Nous sommes les pécores de l’esclavagisme digital. Nous alimentons volontairement et gratuitement un réseau d’images et de textes dans l’espoir de créer du lien social. Dans le cas spécifique à l’artiste, chaque image peut être potentiellement le fruit d’un temps infini d’efforts, de sacrifice, de talent et de passion parfois coûteuse dans l’espoir de se faire remarquer et de recevoir quelques “likes”. Ceci constitue le premier strate d’esclaves de la digitalisation. Une fois cela admis, il reste le problème du référencement. Avant les réseaux sociaux, il fallait publier des contenus intéressants et les formater correctement pour qu’ils soient visibles dans les moteurs de recherche et enfin accessibles à d’éventuels interlocuteurs. Sur les réseaux sociaux, le contenu est considéré intéressant s’il remplit les critères de la tendance et une régularité quotidienne, à condition de ne pas titiller la censure et si bien sûr on en finance la diffusion. Par conséquent la publication est potentiellement bridée pour rentrer dans les critères de censure du réseau, et les followers ne les voient en définitive que si les artistes payent. Peut-on parler d’expression libre si l’autocensure s’impose? L’artiste dédie un temps énorme à travailler pour animer le flux de ses images, au profit du propriétaire de l’application qui se paie avec la publicité et désormais aussi pour les propriétaires des app d’intelligence artificielle. Les contenus des artistes servent de base pour les applications d’intelligence artificielle qui, moyennant un abonnement payant pour l’utilisateur, volent la valeur des images et contenus artistiques d’autres personnes. Je rappelle que ces oeuvres sont publiés pour toucher leur public, et non pas à fournir des idées à ceux qui en manquent par le biais des robots que l’on nomme avec vanité Intelligence artificielle. Les contenus textes et images sur internet produits par des artistes sont élaborés avec leur intelligence naturelle, et doivent être protégés. J’ai mon propre site web, et bien que je refuse qu’une IA utilise mes publications pour créer des contenus car cela viole mes droits d’auteurs, rien n’empêche le robot d’analyser les données que je place malgré moi à sa disposition. Il est possible de placer un court code de « disallow« dans le fichier robot.txt pour bloquer l’accès à chaque robot espion, un code à placer dans le fichier racine du website, mais est-ce vraiment efficace?
Article à consulter pour calibrer votre fichier robot.txt à placer sur le www via Filezilla: https://momenticmarketing.com/blog/ai-search-crawlers-bots

Cette image qui représente des modèles académiques illustre une idée qui m’est venue concernant le comportement des utilisateurs de robots d’IA générative. Les modèles académiques servent de banque de données d’idées et de plastique, d’esthétique, d’éthique, de philosophique, à l’apprentissage de l’art.

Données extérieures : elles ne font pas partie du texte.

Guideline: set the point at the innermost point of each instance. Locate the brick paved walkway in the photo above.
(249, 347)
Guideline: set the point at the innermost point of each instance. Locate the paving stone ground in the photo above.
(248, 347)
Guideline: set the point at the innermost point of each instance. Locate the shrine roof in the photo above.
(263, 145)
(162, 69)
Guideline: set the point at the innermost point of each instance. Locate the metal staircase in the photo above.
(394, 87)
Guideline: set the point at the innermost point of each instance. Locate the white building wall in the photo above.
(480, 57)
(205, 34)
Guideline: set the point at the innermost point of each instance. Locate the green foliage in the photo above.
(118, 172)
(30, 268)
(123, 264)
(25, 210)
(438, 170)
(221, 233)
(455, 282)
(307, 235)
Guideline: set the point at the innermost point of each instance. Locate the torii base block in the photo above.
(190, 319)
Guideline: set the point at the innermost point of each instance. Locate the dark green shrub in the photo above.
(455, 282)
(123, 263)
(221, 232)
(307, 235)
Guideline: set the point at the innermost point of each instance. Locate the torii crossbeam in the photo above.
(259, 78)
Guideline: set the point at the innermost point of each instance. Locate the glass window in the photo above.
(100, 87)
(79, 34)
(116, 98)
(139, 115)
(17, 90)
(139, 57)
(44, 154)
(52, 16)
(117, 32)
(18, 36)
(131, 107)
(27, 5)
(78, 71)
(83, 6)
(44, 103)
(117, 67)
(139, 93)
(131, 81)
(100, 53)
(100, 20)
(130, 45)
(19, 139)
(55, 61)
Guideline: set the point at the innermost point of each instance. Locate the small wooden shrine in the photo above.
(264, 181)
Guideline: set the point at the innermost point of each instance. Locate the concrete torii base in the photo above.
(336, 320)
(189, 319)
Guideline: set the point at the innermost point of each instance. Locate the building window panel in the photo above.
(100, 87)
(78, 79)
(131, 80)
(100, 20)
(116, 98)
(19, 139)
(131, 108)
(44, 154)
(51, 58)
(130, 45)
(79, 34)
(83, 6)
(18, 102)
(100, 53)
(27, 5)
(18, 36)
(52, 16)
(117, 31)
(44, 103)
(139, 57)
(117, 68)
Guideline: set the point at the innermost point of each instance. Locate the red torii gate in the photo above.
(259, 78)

Ils sont les témoins de la connaissance et constituent une bibliothèque de l’érudition plastique, ils sont les fondations de la pensée évolutive dans une forme conservatoire et didactique. Leur mission est de véhiculer à travers le temps des nutriments indispensables à la formation des jeunes. Contrairement à l’IA qui s’en sert pour produire du slop, les jeunes générations se renouvellent et reviennent consulter ces oeuvres dans l’espace tangible des académies. Pour cela il faut affronter une sélection, fournir des efforts énormes en quantité de travail d’étude, désirer cette connaissance et effectuer le parcours pour y accéder. Or une fois digitalisée et mis à disposition sur le web dans l’espoir d’en démocratiser l’accès, l’IA les prend et les noie dans un flot d’informations à vérité variable, les détourne au grès des mouvements de propagande.
Les publications des artistes contemporains sur le web alimentent malgré eux ces programmes qui ne respectent pas les droits des auteurs. L’IA rend le tout accessible sans effort à des exploitants d’idées qui, dépourvus de culture et de tempérament artistique, produisent des contenus eux mêmes dépourvus de sens pour satisfaire l’appétit insipide d’une société superficielle. L’esclavagisme digital ne fait que commencer.